The service won’t include TV shows when it launches on an invitation-only basis before the end of the year. Video game disc rentals, which cost $2 a night, are also not included in the plan.

While the price and features of the Redbox service are similar to what’s offered by Netflix, its library is smaller and focused mainly on the most popular Hollywood fare, which Strickland says are the movies that “really matter in the marketplace.”

Redbox kiosks carry the top 200 recent movies from the major studios and rent DVDs out for $1.20 per night and Blu-ray discs for $1.50 per night with the swipe of a credit card. The streaming plan will feature about 5,500 movies from the libraries of Warner Bros. and Epix, which is owned by Paramount Pictures, MGM and Lionsgate.

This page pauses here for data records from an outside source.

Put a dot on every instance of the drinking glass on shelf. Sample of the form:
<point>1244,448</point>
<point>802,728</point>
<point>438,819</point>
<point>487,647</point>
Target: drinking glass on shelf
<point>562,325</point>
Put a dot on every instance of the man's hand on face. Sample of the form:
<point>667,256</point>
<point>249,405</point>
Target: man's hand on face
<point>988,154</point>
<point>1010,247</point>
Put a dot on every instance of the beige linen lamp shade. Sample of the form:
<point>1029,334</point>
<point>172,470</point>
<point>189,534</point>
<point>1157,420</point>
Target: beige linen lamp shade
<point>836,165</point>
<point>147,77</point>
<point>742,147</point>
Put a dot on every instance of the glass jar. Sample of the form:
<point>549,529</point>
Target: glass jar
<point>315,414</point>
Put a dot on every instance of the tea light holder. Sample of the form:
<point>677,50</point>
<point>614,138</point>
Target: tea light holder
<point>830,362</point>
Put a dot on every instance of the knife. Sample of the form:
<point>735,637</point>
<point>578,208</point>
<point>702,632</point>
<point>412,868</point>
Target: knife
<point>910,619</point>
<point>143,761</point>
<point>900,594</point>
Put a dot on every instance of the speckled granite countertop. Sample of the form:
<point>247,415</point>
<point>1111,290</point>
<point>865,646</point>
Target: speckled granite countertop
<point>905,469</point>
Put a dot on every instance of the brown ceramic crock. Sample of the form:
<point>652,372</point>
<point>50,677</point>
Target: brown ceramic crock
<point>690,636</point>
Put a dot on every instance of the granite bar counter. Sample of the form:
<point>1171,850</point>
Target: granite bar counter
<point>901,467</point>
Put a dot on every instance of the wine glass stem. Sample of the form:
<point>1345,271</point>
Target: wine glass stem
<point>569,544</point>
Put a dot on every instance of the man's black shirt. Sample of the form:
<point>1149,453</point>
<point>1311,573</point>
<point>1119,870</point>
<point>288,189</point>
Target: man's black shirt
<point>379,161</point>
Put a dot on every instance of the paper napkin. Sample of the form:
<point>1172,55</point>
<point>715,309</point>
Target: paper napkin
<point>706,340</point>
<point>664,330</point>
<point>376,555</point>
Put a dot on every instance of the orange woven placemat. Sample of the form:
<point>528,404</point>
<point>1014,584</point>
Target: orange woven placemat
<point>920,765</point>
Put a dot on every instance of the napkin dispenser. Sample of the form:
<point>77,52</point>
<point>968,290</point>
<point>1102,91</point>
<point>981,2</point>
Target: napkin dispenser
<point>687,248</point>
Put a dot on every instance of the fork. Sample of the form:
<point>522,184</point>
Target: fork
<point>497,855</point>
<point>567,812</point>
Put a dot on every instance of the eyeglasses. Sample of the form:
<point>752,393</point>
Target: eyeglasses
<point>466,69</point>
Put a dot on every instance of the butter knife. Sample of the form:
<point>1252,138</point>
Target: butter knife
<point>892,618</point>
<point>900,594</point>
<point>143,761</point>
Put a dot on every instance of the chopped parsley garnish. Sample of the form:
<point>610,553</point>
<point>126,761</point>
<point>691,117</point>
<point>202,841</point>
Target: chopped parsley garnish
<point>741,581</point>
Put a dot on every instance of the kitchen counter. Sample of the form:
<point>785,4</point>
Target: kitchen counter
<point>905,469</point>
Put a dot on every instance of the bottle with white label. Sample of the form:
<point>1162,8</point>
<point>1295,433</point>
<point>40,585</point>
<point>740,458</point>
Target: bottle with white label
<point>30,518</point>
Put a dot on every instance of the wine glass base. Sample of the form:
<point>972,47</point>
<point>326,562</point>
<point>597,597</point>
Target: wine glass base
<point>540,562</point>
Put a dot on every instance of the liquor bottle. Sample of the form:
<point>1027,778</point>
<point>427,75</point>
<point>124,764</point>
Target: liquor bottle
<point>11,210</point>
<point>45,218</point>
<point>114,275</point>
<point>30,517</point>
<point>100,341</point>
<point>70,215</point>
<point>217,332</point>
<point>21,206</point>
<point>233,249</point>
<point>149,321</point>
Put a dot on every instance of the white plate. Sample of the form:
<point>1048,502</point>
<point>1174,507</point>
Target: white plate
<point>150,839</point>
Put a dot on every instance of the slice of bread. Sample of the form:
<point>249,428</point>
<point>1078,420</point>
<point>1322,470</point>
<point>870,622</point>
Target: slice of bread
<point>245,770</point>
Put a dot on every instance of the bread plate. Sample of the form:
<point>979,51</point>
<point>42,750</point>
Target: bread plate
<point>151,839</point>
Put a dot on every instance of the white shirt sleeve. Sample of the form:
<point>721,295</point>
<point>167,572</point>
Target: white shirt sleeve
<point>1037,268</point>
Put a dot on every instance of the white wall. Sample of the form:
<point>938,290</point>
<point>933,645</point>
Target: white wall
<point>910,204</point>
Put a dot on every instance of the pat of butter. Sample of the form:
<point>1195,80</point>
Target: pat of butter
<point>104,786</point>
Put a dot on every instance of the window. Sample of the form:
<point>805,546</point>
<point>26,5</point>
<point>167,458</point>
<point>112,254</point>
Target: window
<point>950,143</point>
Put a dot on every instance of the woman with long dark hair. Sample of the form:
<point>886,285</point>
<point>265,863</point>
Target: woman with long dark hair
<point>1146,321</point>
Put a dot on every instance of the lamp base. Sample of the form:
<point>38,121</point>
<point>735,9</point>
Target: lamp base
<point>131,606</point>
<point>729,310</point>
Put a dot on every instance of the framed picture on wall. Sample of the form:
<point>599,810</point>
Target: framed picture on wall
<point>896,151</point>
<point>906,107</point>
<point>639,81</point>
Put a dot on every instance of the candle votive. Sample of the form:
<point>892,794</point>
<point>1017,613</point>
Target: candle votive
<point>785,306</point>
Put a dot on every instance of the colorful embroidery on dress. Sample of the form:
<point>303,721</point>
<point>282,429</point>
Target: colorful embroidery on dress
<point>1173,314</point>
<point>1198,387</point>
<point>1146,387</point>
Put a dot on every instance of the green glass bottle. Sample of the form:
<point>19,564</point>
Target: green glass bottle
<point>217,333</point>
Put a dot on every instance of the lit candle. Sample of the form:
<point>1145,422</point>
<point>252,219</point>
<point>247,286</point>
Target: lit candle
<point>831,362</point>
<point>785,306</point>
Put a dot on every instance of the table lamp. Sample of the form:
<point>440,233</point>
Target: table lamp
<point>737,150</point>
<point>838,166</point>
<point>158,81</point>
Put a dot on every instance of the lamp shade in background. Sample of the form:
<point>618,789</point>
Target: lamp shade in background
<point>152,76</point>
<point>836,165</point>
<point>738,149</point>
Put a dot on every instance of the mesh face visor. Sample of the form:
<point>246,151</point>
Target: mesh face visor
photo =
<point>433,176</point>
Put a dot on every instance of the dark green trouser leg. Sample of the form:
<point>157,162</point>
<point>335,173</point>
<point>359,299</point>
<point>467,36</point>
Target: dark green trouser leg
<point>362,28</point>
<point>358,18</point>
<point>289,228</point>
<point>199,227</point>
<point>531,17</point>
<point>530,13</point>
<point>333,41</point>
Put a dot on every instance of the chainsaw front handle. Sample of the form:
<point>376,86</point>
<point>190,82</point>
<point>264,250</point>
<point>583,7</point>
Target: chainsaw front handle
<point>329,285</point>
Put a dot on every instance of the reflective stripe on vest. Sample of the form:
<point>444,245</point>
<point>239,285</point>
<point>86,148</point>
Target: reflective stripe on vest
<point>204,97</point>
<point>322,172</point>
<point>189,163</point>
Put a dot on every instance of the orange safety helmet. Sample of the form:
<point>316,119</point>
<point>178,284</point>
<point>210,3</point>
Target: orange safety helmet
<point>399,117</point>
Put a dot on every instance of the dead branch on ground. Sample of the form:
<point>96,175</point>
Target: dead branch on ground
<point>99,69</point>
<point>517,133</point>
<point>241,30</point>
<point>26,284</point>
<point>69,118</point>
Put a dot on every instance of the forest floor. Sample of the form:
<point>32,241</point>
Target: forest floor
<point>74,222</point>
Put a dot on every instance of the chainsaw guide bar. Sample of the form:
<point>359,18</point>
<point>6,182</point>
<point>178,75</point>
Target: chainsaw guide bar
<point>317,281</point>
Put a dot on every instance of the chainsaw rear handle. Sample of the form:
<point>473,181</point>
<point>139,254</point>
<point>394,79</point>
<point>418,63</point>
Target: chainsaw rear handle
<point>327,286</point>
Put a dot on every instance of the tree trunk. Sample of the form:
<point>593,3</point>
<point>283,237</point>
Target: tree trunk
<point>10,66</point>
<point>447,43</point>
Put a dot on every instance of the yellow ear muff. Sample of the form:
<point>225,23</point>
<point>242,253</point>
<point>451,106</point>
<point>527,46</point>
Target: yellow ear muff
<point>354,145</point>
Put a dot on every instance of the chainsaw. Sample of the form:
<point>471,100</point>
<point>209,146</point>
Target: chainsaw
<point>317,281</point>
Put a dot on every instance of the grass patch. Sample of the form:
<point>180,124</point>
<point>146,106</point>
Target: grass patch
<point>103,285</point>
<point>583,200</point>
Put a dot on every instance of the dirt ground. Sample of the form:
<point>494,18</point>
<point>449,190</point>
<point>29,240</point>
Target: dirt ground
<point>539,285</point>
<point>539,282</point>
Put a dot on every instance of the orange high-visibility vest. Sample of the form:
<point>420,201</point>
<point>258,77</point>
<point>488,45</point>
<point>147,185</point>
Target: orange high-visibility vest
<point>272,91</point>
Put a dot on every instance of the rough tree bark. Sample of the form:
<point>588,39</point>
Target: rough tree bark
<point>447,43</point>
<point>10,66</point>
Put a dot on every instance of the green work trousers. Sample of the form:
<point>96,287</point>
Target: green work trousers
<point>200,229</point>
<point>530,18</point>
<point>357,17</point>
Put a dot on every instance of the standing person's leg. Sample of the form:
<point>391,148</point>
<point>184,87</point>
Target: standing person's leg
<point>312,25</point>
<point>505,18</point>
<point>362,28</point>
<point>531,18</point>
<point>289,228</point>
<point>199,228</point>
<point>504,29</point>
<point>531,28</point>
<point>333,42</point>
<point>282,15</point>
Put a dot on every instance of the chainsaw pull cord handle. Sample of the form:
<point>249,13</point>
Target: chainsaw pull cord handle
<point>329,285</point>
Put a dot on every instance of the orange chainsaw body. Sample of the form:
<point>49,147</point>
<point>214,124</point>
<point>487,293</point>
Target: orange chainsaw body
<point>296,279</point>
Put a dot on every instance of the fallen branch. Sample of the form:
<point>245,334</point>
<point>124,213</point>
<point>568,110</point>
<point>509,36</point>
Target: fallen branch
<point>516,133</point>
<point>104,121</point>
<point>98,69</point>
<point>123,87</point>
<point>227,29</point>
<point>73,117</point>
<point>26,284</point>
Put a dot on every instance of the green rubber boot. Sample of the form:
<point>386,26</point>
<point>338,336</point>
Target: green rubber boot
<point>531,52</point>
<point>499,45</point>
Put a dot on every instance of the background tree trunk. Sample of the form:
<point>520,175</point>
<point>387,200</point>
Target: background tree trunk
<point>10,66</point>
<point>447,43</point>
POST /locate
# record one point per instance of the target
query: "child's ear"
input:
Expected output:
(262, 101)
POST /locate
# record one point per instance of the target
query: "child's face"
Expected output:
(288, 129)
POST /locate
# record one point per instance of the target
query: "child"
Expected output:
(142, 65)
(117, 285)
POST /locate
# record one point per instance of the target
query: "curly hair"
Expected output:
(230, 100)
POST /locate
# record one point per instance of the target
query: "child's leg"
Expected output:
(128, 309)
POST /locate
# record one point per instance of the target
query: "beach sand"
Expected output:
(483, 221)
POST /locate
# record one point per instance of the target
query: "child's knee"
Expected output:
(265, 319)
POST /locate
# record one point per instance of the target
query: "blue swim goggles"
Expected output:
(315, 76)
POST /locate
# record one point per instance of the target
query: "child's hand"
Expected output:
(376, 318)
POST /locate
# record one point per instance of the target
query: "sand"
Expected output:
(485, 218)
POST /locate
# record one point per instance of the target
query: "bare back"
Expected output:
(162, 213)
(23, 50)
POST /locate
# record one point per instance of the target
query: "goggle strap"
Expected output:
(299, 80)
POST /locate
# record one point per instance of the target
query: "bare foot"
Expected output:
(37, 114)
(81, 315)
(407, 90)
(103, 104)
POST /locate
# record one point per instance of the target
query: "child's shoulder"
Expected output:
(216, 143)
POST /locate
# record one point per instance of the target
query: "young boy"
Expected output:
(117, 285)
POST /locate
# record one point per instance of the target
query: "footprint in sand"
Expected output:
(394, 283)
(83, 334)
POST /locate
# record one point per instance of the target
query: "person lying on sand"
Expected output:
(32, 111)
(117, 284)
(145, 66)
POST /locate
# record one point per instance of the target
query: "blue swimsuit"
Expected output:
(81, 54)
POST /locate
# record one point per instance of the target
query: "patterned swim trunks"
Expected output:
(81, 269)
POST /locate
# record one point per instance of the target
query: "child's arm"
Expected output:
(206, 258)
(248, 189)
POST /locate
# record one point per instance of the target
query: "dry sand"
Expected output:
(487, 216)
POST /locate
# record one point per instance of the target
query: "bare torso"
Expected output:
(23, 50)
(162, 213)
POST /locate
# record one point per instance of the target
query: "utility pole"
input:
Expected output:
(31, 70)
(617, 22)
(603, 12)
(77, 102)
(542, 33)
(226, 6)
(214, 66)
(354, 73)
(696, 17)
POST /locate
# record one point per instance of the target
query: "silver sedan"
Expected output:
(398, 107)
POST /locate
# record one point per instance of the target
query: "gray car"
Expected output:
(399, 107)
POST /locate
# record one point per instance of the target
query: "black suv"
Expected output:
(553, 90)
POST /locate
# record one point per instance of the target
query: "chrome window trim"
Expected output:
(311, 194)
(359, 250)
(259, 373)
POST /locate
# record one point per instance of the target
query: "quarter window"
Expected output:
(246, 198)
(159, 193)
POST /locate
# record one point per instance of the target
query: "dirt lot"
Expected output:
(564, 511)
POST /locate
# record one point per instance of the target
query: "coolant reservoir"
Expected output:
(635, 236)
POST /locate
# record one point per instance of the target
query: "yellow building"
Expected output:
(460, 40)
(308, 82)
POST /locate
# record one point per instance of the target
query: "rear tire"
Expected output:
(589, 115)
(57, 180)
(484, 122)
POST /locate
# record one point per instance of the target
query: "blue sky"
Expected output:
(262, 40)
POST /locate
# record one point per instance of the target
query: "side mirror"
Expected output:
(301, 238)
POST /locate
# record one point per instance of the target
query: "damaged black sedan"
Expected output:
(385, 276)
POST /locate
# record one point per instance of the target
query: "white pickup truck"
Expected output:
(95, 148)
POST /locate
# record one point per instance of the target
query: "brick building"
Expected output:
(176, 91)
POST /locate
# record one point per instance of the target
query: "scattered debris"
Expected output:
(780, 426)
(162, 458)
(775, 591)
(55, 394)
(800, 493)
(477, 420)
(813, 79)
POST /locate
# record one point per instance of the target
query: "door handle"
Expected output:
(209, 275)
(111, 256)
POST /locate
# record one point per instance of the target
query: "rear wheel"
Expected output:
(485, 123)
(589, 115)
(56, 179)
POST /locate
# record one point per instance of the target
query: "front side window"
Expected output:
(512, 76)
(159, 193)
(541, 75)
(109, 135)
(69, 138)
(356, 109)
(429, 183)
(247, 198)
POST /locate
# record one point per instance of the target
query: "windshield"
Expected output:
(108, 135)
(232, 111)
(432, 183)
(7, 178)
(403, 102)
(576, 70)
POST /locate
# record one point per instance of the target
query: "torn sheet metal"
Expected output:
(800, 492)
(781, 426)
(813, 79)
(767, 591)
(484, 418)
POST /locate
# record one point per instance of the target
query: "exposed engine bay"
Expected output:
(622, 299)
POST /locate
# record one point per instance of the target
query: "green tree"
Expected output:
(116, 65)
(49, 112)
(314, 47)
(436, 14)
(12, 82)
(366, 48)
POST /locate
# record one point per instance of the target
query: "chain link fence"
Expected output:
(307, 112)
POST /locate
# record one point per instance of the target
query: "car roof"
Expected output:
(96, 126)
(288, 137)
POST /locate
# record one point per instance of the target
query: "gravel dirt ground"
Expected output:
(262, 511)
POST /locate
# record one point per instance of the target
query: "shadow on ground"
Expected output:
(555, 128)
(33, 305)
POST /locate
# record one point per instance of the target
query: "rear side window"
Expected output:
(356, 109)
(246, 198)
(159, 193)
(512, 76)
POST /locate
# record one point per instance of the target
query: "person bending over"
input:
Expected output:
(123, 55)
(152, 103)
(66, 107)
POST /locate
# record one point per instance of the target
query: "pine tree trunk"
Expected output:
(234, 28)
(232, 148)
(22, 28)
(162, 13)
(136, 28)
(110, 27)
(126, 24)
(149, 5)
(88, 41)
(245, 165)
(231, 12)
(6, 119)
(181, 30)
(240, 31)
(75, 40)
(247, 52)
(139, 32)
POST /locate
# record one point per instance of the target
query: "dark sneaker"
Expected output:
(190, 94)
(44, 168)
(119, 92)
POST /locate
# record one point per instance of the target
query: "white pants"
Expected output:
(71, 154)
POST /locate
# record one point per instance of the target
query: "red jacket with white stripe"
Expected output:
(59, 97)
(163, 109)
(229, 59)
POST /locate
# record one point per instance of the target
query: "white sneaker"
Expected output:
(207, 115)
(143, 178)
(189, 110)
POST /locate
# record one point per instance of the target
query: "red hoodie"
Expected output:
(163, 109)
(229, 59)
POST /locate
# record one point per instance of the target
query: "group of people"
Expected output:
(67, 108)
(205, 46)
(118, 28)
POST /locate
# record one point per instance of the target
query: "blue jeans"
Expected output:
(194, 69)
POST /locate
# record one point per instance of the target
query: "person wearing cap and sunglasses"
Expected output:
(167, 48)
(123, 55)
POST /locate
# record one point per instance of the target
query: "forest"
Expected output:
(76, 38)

That means subscribers could stream movies such as “The Hunger Games” over computers and certain connected Blu-ray players and Internet-enabled TVs. For now, video game consoles will not be able to play Redbox streaming titles.

In comparison, Netflix has an estimated 60,000 titles available for streaming on a nearly ubiquitous array of devices and has an unrivalled DVD library with more than 100,000 titles.

While it’s priced attractively, the new service could have limited appeal for the absent-minded. DVD renters who neglect to return discs will start having to pay extra after their four nights of rentals are used up each month. Unused rental credits won’t roll over into the following month. Netflix DVD subscribers keep discs as long as they want, but don’t get new ones until shipping the ones they have back in the mail.

The deal marks another expansion for Epix, which licensed its movies to Netflix in a blockbuster $1 billion, five-year deal in 2010. The exclusivity of that pact expired in September, allowing Amazon.com Inc. to also license Epix movies for subscribers of its Amazon Prime annual shipping service.

Epix CEO Mark Greenberg said the expansion onto Redbox will help grow its customer base since Redbox’s customers tend to be younger than its current subscribers.

“We’re expanding the pie by adding more people to the mix. I think that’s healthy,” he said.

Greenberg said he’s indifferent to whether subscribers get Epix movies from Redbox Instant, Amazon, Netflix or through their TV providers.

But he noted that its 10 million TV subscribers will have access to Epix movies and original shows 90 days earlier than their Redbox counterparts, a head start that helps protect the value of Epix for cable, satellite and telecom TV partners such as Cox Cable and Verizon FiOS.